Representante da Confederação Brasileira de Empresas Juniores (Brasil Júnior) no Conjuve, o engenheiro Renan Nishimoto acredita que, uma vez vencido o vírus, a “reconstrução” de que Pinheiro fala vai exigir que muitos jovens criem seus próprios postos de trabalho. Para isso, vão precisar de capacitação e estímulos.

“A tendência é que o desemprego entre a juventude se agrave. Com muitos jovens recém-formados e outros tantos sem estudos e sem experiência profissional, disputando vagas de trabalho com pessoas mais qualificadas, o país estará diante de dois caminhos: ou vai ter que criar mecanismos para incentivar a contratação dessa parcela da população, ou vai tentar estimular os jovens a empreender”, disse Nishimoto, às vésperas de a Câmara dos Deputados aprovar, na madrugada dessa quarta-feira (15), a Medida Provisória 905/19, que cria o contrato de trabalho Verde e Amarelo.

O contrato prevê, entre outras coisas, a redução de encargos para quem oferecer a oportunidade do primeiro emprego a jovens de 18 a 29 anos, com remuneração de até um salário mínimo e meio (R$ 1.567,50). O texto ainda vai ser analisado pelo Senado antes de seguir para sanção presidencial, mas há o risco de a MP perder a validade se não entrar em vigor até o próximo dia 20. Em votação eletrônica no portal e-Cidadania, do Senado, 60.075 pessoas votaram contra a proposta e 2.865 a favor da instituição do contrato de trabalho.

“Acreditamos que não adiantará criar novas obrigações para um setor produtivo em maus lençóis. Por isso estamos elaborando uma campanha para estimular os jovens a empreender. Queremos ajudá-los, fornecendo informação para que, depois, eles possam ter autonomia”, comentou Nishimoto, que já presidia a Comissão de Inclusão Produtiva do Conjuve.

Cumprindo outra de suas atribuições, o Conselho Nacional da Juventude vem fazendo parcerias com organizações sociais, cujas iniciativas podem ajudar os jovens a se preparar para a crise. Um acordo de cooperação assinado com o Centro Integrado de Estudos e Programas de Desenvolvimento Sustentável (CIEDS), por exemplo, possibilitará que mentores voluntários forneçam dicas e ajudem gratuitamente a micro e pequenos empresários a lidar com as dificuldades.
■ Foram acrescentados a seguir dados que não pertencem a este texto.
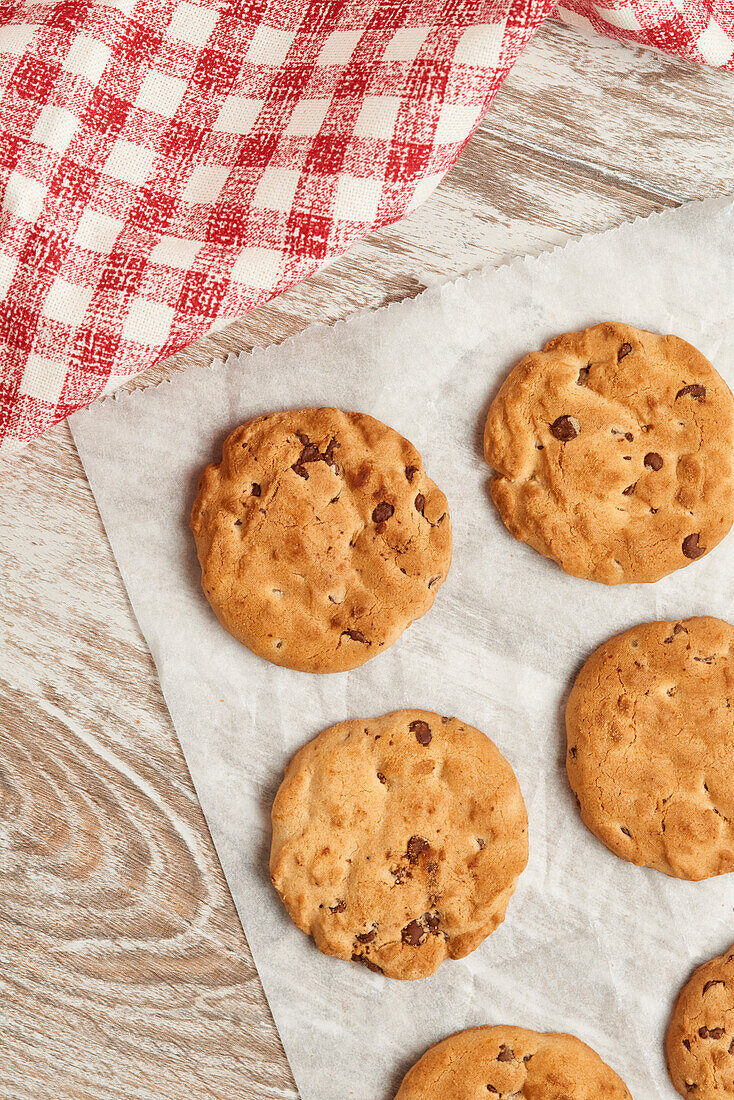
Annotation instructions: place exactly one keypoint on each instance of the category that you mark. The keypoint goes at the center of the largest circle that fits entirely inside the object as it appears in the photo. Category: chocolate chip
(433, 923)
(413, 934)
(416, 846)
(422, 729)
(698, 392)
(382, 513)
(565, 428)
(691, 548)
(309, 453)
(368, 963)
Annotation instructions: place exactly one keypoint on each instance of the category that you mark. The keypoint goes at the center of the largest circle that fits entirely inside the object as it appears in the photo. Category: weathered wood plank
(123, 971)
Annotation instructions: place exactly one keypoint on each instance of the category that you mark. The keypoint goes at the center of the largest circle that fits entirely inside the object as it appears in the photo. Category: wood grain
(123, 970)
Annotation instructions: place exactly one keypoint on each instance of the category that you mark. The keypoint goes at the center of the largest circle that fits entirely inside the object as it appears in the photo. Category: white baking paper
(591, 944)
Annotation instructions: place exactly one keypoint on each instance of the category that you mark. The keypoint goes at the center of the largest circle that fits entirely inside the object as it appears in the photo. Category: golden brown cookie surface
(613, 451)
(320, 538)
(397, 842)
(700, 1040)
(504, 1063)
(650, 746)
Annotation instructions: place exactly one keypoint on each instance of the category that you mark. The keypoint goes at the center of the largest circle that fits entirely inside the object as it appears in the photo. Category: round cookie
(700, 1040)
(397, 842)
(500, 1063)
(650, 752)
(613, 451)
(320, 538)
“Por mais que estejamos falando de pequenos negócios, sabemos que empreender não é uma opção para toda a juventude, assim como não será para todas as outras pessoas. Por isso, também estamos discutindo recomendações mais gerais, que contemplam as necessidades básicas das pessoas. Porque sabemos que, antes de pensar em estudar, muita gente está tentando conseguir o que comer no dia seguinte. Mas é preciso reforçar que, de alguma forma, em breve, vamos ter que criar novos postos de trabalho. Por isso, estamos apostando na vertente da capacitação para o empreendedorismo, que é algo que já existe, inclusive nas comunidades mais carentes e que, muitas vezes, não consegue ultrapassar o nível da informalidade e gerar mais renda para a própria comunidade, justamente porque faltam conhecimentos básicos aos responsáveis”, enfatizou Nishimoto.

A capacitação dos jovens, de forma mais ampla, e a manutenção dos postos de trabalho já ocupados por jovens são preocupações do representante da União Nacional dos Estudantes (UNE) no Conjuve, Luis Filipe Eich. Segundo ele, a entidade estudantil propõe que contratos de estágio perto do encerramento sejam prorrogados.
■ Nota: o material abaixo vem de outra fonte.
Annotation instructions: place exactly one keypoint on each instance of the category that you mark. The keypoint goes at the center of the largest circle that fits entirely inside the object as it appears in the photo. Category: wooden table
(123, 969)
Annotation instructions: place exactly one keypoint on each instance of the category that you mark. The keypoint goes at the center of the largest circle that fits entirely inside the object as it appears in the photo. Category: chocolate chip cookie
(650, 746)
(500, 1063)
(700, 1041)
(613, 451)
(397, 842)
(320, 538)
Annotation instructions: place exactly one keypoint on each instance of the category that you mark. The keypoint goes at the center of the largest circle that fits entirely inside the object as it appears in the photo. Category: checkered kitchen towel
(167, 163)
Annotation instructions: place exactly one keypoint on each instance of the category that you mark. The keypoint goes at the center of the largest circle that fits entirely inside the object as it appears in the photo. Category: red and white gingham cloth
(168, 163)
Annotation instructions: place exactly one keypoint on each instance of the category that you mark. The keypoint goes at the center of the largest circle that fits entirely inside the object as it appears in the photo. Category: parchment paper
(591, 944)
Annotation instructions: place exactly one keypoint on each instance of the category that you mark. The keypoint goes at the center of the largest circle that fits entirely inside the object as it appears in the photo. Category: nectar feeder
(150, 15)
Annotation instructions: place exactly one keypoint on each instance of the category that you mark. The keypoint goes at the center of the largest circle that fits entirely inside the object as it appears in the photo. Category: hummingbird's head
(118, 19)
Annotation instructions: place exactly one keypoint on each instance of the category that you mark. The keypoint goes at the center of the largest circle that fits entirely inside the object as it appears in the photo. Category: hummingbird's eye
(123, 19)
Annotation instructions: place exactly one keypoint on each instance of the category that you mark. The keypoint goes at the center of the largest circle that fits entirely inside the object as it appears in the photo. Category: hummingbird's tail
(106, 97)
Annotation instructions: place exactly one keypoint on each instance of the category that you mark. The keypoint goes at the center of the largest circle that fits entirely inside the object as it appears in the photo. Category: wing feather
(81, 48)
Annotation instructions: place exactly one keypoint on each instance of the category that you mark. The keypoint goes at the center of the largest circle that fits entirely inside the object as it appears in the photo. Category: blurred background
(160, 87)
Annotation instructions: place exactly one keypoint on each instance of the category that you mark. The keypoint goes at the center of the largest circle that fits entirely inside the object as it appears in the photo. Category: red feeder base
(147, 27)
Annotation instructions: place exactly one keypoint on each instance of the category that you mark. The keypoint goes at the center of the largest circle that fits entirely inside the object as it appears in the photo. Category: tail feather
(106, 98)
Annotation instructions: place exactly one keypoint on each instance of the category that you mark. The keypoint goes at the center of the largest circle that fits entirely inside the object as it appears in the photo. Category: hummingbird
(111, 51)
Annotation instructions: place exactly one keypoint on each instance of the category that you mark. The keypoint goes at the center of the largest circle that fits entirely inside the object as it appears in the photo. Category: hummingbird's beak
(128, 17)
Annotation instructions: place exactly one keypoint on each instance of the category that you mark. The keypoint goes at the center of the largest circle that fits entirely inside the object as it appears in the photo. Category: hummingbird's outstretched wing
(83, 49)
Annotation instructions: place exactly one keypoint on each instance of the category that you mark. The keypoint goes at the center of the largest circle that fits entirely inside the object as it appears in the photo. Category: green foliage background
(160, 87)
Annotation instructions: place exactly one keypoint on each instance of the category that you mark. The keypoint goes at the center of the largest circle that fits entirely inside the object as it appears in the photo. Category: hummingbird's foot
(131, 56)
“Se um contrato de estágio vence agora, no meio deste período, o estagiário ficará desamparado, sem renda, pois ninguém mais está contratando”, argumentou Eich, reforçando a necessidade de o Poder Público pensar, desde já, em ações para proteger a juventude.
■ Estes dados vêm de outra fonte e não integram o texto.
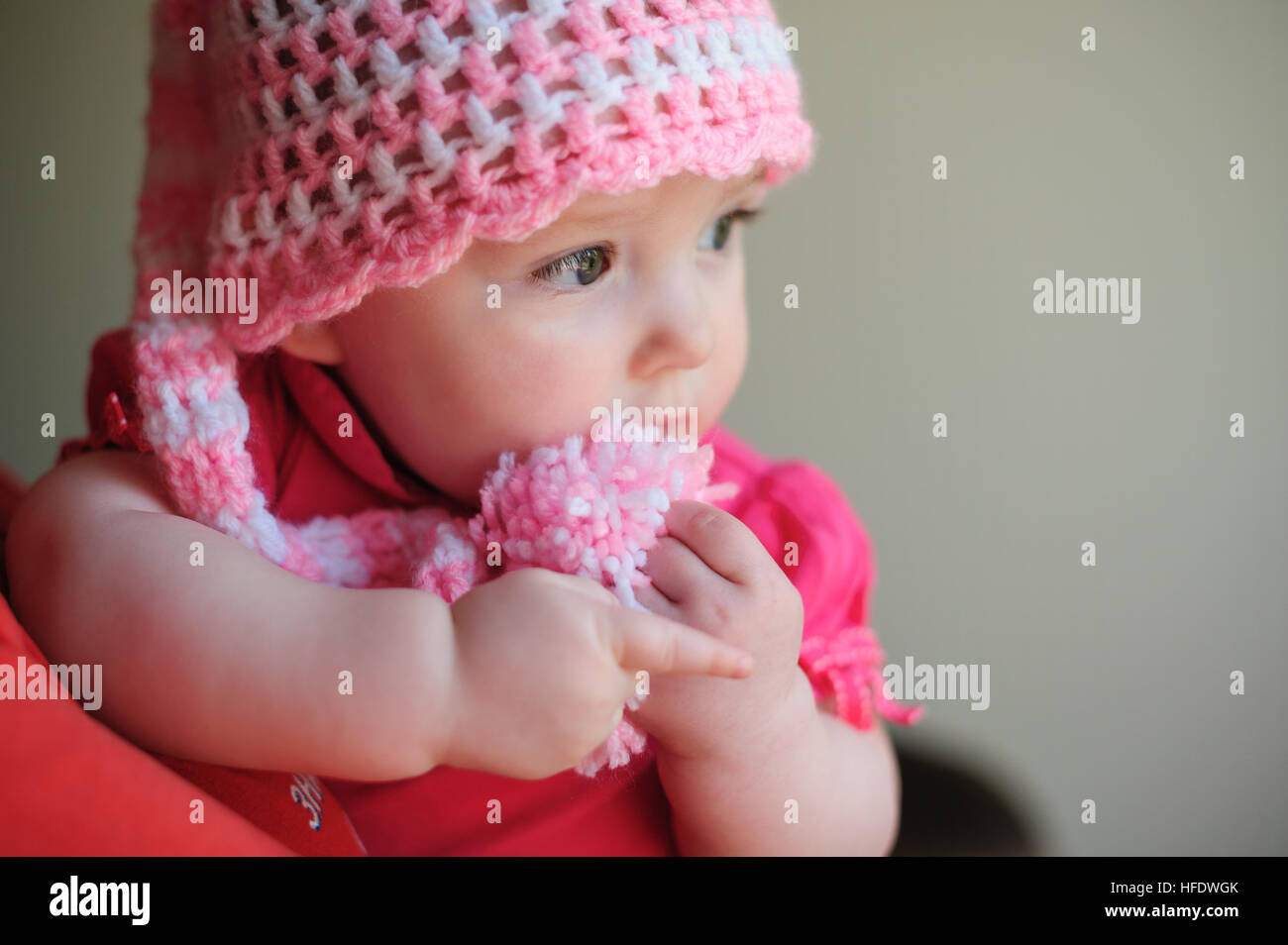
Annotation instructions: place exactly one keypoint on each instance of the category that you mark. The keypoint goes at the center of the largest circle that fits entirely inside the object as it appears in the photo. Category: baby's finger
(677, 571)
(715, 536)
(658, 602)
(648, 641)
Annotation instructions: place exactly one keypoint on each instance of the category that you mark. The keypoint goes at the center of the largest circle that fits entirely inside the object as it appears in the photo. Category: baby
(471, 224)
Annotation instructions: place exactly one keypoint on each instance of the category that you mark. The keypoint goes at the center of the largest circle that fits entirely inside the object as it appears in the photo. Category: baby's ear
(316, 342)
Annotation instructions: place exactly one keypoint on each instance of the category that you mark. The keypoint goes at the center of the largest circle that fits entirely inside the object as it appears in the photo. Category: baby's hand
(544, 662)
(711, 572)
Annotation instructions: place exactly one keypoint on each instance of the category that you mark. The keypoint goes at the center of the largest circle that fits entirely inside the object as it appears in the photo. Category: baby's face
(636, 297)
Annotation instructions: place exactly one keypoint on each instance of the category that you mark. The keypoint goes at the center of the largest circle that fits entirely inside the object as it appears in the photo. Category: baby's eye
(578, 267)
(721, 230)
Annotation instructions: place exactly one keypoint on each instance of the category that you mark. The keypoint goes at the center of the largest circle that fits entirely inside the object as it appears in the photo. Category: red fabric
(305, 471)
(72, 787)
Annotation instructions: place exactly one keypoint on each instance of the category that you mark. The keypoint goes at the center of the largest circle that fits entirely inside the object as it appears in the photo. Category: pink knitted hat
(330, 149)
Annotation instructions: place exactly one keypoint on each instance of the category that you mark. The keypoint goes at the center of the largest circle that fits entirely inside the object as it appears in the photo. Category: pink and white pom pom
(580, 509)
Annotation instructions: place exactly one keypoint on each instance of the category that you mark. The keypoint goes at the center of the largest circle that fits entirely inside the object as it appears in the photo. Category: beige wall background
(915, 297)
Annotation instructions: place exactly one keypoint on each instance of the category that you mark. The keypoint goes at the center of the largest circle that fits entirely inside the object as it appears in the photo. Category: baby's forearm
(812, 787)
(236, 661)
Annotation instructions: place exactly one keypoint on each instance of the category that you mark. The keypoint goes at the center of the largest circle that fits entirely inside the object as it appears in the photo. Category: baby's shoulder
(804, 519)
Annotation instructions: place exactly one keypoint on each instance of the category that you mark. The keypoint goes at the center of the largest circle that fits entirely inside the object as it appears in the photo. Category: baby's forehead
(692, 192)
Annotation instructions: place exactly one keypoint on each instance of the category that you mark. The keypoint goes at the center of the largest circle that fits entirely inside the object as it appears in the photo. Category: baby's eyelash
(572, 261)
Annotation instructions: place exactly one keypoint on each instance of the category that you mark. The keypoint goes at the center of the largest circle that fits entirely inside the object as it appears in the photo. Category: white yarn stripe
(755, 46)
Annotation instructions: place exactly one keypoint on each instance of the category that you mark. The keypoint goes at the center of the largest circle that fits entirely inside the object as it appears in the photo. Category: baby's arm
(235, 662)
“Já há alguns anos, sabemos que, em crises econômicas, os jovens são mais atingidos. Principalmente no aspecto de trabalho e renda. Com menos vagas de emprego, a juventude é jogada ou para o desemprego, ou para a informalidade e o trabalho precário. Isso só pode ser superado com investimentos em educação, no seu sentido mais amplo, em capacitação técnica, e com vontade política para garantir que as vagas para a juventude sejam dignas”, acrescentou.